Home » Technical Topics » Knowledge Engineering

Adding RDF Lists and Sequences To Sparql

9643210674

This particular article is a discussion about a recommendation to a given standard, that of SPARQL 1.1. None of this has been implemented yet, and as such represents more or less the muiings of a writer, rather than established functionality. Read at your peril!

Lately, I’ve been spending some time on the Github archives of the SPARQL 1.2 Community site, a group of people who are looking at the next generation of the SPARQL language. One challenge that has come up frequently has been the lack of good mechanisms in SPARQL for handling ordered lists, something that has proven to be a limiting factor in a lot of ways, especially given that most other languages have had the ability of handling lists and dictionaries for decades. As I was going through the archives, an answer occurred to me that comes down to the fact that RDF and SPARQL, while very closely related, are not in fact the same things.

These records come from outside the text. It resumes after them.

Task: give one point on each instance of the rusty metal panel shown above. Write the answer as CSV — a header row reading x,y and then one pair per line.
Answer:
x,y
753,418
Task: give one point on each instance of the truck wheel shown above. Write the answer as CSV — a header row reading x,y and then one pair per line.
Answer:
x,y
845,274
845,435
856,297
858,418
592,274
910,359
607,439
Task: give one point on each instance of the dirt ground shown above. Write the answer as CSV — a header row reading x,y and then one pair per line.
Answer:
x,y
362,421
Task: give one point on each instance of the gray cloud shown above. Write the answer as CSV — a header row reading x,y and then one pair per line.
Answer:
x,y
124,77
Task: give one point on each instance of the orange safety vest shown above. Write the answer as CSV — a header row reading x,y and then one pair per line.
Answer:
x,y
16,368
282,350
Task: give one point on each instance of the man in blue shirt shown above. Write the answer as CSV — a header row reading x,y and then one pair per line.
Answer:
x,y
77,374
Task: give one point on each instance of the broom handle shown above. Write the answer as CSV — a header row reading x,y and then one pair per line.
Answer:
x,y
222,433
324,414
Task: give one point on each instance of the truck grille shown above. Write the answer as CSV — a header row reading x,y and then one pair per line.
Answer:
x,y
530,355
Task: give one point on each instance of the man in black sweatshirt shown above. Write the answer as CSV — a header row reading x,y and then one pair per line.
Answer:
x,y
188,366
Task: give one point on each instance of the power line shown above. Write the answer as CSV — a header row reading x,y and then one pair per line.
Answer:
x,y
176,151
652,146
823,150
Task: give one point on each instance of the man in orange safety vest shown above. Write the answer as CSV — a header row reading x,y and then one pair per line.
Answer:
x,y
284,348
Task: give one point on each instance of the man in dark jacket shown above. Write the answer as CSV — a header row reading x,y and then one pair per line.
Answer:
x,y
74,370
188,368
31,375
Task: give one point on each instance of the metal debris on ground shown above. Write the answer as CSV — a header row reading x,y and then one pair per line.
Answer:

RDF Lists vs SPARQL Sequences

RDF has had the notion of both a collection and a list type practically from the beginning. The RDFList structure is a fairly complex one, and, in essence, represents the underlying notion of a linked list. For example, suppose that you had a list of chapters in a book. Those chapters occur in a very definite order. For instance, my latest novel has the following chapters (with more removed for brevity) as given in Turtle:

insert data {

  book:_StormCrow a class:_Book;

        book:hasChapters (

            chapter:_Preface

            chapter:_TadpolesInStillWater

            chapter:_HoldingMrButtons

            chapter:_FeverDreamsAndNightMists

            chapter:_MirrorImages

            chapter:_DancesWithBroomsticks

            chapter:_CoffeeGods

            chapter:_Blessing

            chapter:_BornToBeWild

          )

}

Internally, Turtle uses the () braces to indicate a sequence, providing a kind of syntactical sugar over what is a considerably uglier structure.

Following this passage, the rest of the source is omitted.